Create a collection

This documentation reflects client version 1.5.x. For 2.x documentation, refer to the client reference for Python, TypeScript, or Java.

Creates a new collection in a Serverless (Vector) database.

Method signature

The signature of this command changed in Python client version 2.0-preview.

If you are using client version 2.0-preview or later, see the description of this change in Data API client upgrade guide.

The following method belongs to the astrapy.Database class.

python
create_collection(
  name: str,
  *,
  keyspace: str,
  dimension: int,
  metric: str,
  service: CollectionVectorServiceOptions | dict[str, Any],
  indexing: dict[str, Any],
  default_id_type: str,
  additional_options: dict[str, Any],
  check_exists: bool,
  max_time_ms: int,
  embedding_api_key: str | EmbeddingHeadersProvider,
  collection_max_time_ms: int,
) -> Collection

Result

Creates a collection with the specified parameters.

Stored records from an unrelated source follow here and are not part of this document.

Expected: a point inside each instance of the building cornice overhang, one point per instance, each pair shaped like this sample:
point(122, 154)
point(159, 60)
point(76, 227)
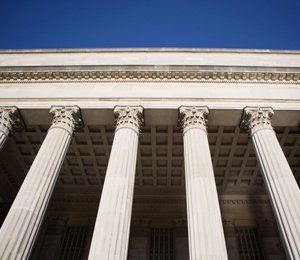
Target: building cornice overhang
point(198, 74)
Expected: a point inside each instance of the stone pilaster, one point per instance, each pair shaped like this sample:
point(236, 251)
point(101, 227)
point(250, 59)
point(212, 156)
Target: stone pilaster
point(111, 232)
point(206, 236)
point(279, 180)
point(10, 122)
point(21, 226)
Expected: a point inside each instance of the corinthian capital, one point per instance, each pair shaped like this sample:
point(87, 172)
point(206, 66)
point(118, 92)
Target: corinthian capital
point(66, 117)
point(10, 120)
point(256, 118)
point(193, 117)
point(129, 117)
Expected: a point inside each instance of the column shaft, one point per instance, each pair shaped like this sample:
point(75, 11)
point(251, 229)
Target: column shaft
point(279, 180)
point(21, 226)
point(111, 232)
point(206, 236)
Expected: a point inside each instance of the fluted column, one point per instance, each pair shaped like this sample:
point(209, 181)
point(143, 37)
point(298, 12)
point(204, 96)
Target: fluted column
point(279, 180)
point(111, 232)
point(10, 122)
point(20, 228)
point(206, 236)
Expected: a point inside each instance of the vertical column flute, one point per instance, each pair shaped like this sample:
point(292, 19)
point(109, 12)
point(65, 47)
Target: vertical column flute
point(20, 228)
point(206, 236)
point(279, 180)
point(111, 232)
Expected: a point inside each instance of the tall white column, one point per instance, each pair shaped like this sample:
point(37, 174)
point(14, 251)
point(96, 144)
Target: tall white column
point(279, 180)
point(206, 236)
point(10, 122)
point(111, 232)
point(21, 226)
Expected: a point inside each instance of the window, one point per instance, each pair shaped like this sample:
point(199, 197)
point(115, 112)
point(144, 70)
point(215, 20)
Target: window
point(249, 246)
point(73, 243)
point(161, 244)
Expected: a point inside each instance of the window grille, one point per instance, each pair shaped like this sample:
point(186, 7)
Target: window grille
point(249, 246)
point(161, 244)
point(73, 243)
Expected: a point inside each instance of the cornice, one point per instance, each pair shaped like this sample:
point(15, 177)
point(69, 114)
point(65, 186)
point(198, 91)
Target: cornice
point(64, 76)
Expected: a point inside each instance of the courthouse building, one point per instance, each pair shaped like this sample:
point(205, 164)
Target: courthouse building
point(157, 154)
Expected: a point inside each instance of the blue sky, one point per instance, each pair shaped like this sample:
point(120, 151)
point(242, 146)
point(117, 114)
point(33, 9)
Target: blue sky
point(257, 24)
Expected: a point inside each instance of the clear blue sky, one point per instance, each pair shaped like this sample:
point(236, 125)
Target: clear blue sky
point(260, 24)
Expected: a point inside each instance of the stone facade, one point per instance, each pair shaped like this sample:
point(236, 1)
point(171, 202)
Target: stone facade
point(150, 154)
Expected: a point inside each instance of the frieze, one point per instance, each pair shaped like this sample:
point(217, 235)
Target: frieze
point(149, 76)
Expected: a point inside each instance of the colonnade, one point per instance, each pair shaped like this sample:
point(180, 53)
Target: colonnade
point(111, 232)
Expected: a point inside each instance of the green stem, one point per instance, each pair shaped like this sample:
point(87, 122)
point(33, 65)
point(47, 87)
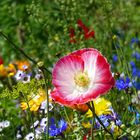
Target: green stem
point(67, 117)
point(30, 115)
point(46, 88)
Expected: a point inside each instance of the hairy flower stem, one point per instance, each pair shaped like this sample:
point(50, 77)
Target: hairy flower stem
point(14, 46)
point(92, 108)
point(46, 81)
point(30, 115)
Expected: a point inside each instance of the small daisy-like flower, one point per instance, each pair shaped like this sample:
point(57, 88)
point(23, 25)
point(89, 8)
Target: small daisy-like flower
point(122, 83)
point(35, 124)
point(55, 130)
point(23, 65)
point(34, 101)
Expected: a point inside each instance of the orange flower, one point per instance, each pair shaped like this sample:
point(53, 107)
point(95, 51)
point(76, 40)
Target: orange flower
point(34, 101)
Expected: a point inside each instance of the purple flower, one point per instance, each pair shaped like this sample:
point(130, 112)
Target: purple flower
point(122, 83)
point(56, 129)
point(115, 58)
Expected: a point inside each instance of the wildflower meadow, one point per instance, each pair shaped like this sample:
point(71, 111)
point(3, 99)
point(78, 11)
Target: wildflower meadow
point(70, 70)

Returns a Collection object. You can use this object to work with documents in the collection.

Example response:

shell
Collection(name="COLLECTION_NAME", keyspace="default_keyspace", database=Database(api_endpoint="ASTRA_DB_API_ENDPOINT", token="APPLICATION_TOKEN", keyspace="default_keyspace"))

Parameters

The required and valid parameters depend on whether the collection will store vector data and your embedding generation method. For more information, see Manage collections and tables.

You can’t edit a collection’s parameters after you create the collection.

Name Type Summary

name

str

The name of the collection.

keyspace

Optional[str]

The keyspace where the collection is to be created. If not specified, the database’s working keyspace is used.

dimension

Optional[int]

For vector collections, the dimension of the vectors, which is the number of their components. If you’re not sure what dimension to set, use whatever dimension vector your embeddings model produces.

metric

Optional[str]

The similarity metric used for vector searches. Allowed values are VectorMetric.DOT_PRODUCT, VectorMetric.EUCLIDEAN or VectorMetric.COSINE (default).

service

Optional[CollectionVectorServiceOptions]

The service definition for vector embeddings. Required for vector collections that generate embeddings automatically.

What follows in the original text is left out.